À quoi sert le module « Creativity, Activity, Service » (CAS) dans le Baccalauréat International (IB) ?
Lorsqu’une famille découvre le Baccalauréat International (IB), trois lettres suscitent souvent des questions : CAS, pour Creativity, Activity, Service.
Le CAS est l’un des trois éléments obligatoires du tronc commun du Programme du diplôme de l’IB, avec la théorie de la connaissance, ou TOK, et le mémoire, l’Extended Essay. Il accompagne l’élève pendant les deux années du programme et l’invite à s’investir dans des expériences menées en dehors des cours traditionnels.
L’objectif est clair : l’IB ne cherche pas seulement à former de bons élèves, mais aussi des jeunes capables de prendre des initiatives, de coopérer, de persévérer et de réfléchir aux conséquences de leurs actions.
Creativity, Activity, Service : trois façons de progresser
Creativity regroupe les activités faisant appel à l’imagination, à l’expression ou à la conception d’un projet : photographie, théâtre, musique, création d’un podcast, organisation d’une exposition ou conception d’un site internet par exemple…
Activity désigne une activité physique contribuant à un mode de vie équilibré : sport collectif, course à pied, danse, randonnée ou préparation d’un défi sportif.
Service correspond à un engagement volontaire et non rémunéré au bénéfice d’autres personnes ou d’une communauté. Il peut s’agir d’accompagnement scolaire, d’une action environnementale, d’un projet associatif ou d’une collecte solidaire.
Une même expérience peut réunir plusieurs dimensions. Organiser une journée sportive au profit d’une association peut ainsi associer créativité, activité et service.
Bien plus qu’une activité extrascolaire
Le CAS est parfois mal compris. Il ne suffit pas de multiplier les activités ou de comptabiliser des heures de bénévolat.
Une expérience CAS doit permettre à l’élève de se fixer un objectif, de relever un défi, de prendre des responsabilités et d’analyser ce qu’il a appris. Le jeune participe également à un projet plus structuré, qui met notamment en valeur son initiative, sa persévérance et sa capacité à travailler avec les autres.
Un élève qui pratique déjà le tennis ne valide donc pas automatiquement une expérience pertinente en poursuivant simplement ses entraînements. Il peut, en revanche, se fixer un nouvel objectif, encadrer des débutants, préparer une compétition ou réfléchir à sa manière de gérer l’effort et l’échec.

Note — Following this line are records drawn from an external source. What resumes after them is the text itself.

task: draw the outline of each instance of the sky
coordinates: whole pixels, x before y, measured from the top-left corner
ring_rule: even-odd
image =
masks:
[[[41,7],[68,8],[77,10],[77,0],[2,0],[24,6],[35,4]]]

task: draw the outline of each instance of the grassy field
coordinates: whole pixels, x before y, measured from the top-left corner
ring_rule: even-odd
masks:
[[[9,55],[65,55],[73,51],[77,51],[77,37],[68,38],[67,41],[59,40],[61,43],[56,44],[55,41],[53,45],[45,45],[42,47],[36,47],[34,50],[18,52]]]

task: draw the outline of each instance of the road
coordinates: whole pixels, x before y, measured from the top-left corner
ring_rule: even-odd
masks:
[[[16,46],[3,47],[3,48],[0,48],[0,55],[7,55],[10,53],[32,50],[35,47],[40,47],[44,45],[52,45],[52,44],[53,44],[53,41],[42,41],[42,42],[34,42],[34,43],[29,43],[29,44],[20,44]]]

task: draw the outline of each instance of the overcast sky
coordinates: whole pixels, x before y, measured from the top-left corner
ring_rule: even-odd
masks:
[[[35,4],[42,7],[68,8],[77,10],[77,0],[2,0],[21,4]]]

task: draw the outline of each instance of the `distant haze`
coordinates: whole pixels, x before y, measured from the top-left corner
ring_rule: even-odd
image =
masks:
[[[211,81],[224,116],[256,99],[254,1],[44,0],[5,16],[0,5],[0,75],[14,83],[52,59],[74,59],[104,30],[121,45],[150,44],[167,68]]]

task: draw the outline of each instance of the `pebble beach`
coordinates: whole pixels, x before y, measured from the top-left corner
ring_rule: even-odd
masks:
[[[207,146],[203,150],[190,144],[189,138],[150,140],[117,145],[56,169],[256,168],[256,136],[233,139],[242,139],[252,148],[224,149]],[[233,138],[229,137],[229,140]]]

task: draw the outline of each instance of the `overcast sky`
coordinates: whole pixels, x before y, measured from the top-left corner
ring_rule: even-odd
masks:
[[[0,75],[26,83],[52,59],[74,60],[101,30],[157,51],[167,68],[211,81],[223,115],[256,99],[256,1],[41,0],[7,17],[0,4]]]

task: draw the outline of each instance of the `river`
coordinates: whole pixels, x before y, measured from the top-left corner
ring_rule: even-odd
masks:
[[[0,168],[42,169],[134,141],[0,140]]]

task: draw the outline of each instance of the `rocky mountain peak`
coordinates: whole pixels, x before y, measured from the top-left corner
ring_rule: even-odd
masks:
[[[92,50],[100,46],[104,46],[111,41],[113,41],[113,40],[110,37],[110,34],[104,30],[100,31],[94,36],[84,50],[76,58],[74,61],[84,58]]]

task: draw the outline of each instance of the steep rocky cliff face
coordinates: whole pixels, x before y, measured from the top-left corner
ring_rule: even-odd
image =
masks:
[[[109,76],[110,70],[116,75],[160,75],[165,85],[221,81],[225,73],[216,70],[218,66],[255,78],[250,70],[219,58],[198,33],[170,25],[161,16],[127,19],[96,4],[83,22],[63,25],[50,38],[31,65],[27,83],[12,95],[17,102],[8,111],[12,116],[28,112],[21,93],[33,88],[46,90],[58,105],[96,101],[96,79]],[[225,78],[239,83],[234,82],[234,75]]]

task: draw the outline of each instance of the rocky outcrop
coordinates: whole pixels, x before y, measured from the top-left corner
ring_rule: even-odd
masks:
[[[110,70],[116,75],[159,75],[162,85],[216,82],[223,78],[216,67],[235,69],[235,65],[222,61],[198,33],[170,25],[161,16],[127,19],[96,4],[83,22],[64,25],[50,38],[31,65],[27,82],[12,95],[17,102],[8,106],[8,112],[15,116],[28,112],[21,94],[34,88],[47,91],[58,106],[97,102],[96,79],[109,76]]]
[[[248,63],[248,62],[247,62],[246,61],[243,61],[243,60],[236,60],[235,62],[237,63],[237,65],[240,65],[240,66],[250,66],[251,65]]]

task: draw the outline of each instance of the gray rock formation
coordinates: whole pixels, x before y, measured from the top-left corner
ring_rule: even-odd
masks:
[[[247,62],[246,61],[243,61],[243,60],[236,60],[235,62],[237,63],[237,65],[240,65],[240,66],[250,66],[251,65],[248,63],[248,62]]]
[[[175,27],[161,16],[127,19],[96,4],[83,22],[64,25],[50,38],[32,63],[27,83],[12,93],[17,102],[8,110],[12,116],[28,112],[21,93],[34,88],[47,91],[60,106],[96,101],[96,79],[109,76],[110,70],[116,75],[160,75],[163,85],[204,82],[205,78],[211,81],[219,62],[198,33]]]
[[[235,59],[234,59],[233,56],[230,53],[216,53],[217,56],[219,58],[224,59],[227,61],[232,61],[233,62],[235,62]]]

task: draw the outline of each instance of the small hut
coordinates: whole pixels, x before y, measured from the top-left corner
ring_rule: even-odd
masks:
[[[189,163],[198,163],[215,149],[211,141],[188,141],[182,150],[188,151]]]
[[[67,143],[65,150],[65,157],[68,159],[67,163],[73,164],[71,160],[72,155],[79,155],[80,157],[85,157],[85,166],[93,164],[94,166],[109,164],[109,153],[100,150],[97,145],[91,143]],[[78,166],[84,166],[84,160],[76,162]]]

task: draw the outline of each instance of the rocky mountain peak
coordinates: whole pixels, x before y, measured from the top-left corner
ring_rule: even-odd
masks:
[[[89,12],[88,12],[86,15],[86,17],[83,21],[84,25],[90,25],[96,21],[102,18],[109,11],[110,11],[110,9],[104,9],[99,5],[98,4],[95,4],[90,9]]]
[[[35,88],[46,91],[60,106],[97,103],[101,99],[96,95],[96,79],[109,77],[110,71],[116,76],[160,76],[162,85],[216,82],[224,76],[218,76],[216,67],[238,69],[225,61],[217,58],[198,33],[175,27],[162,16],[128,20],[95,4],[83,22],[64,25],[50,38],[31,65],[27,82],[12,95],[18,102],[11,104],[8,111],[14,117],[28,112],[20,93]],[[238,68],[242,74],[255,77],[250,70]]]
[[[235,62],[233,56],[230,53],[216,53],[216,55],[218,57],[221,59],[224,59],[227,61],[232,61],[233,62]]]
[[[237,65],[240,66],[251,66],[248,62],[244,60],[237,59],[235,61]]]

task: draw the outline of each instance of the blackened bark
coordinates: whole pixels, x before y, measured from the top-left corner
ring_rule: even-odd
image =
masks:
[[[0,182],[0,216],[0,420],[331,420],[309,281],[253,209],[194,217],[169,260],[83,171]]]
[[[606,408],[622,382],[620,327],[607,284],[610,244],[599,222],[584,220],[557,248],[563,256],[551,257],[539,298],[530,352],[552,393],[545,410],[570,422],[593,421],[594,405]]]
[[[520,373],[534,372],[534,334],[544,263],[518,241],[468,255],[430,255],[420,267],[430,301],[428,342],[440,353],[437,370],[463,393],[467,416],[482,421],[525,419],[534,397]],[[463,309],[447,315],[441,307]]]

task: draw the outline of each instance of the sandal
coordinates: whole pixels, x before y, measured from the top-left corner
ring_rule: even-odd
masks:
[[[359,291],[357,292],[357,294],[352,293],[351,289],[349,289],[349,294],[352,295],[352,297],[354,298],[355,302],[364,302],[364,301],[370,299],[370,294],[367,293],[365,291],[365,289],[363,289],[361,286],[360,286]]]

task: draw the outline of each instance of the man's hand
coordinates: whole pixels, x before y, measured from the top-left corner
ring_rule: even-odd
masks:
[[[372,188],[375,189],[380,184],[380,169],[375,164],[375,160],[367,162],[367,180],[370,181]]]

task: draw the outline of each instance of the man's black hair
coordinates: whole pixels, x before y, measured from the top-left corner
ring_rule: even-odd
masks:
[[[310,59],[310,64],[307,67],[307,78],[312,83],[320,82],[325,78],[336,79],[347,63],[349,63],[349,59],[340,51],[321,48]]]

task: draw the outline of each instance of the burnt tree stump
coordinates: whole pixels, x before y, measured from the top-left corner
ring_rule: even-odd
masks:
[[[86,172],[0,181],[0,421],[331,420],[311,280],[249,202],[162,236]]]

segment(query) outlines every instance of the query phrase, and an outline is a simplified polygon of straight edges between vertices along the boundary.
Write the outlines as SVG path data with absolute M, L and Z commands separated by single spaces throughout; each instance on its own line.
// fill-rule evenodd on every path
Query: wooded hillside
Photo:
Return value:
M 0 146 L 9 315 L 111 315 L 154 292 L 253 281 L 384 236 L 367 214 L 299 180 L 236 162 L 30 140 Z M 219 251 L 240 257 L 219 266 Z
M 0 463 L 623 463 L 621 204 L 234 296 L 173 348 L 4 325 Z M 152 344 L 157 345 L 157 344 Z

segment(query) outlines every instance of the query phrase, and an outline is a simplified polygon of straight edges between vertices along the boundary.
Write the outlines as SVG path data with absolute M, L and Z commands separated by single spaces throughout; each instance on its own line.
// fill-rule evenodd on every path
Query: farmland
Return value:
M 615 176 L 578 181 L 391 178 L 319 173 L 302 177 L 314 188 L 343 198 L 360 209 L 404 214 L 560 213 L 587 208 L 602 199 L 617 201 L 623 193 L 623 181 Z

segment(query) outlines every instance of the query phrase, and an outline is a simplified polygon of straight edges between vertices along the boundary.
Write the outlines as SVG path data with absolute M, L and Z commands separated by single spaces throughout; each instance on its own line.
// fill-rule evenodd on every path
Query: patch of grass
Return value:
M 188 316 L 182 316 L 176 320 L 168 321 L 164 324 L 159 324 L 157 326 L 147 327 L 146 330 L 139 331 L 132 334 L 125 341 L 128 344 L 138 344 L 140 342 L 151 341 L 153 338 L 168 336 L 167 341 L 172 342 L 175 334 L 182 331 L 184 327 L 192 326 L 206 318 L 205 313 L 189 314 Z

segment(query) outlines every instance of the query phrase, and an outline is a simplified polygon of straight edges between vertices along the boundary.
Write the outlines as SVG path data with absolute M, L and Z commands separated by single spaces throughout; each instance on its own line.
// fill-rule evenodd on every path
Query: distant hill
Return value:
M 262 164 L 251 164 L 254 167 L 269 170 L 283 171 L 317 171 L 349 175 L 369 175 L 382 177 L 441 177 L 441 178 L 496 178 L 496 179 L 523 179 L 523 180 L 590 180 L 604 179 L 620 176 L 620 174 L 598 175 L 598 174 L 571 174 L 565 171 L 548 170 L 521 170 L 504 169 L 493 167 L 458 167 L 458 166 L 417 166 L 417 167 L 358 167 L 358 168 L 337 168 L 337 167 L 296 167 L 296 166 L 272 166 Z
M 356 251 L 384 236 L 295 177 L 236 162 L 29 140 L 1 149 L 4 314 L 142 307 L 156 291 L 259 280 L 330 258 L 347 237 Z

Dans le CAS, ce n’est pas seulement ce que l’élève fait qui compte, mais ce qu’il apprend en le faisant.
Un complément essentiel aux enseignements académiques
Le CAS n’est pas évalué par une note traditionnelle et n’apporte pas de points supplémentaires au diplôme. Il doit néanmoins être accompli, documenté et accompagné d’une réflexion démontrant plusieurs résultats d’apprentissage.
Cette absence de note ne signifie donc pas qu’il est secondaire. Le CAS constitue au contraire un complément essentiel à l’intensité académique du programme.
Pendant que les matières apprennent à analyser, argumenter et maîtriser des connaissances, le CAS apprend à agir : concevoir un projet, coopérer, tenir un engagement, s’adapter à un imprévu et mesurer l’impact d’une initiative. C’est une composante clé du baccalauréat international (IB).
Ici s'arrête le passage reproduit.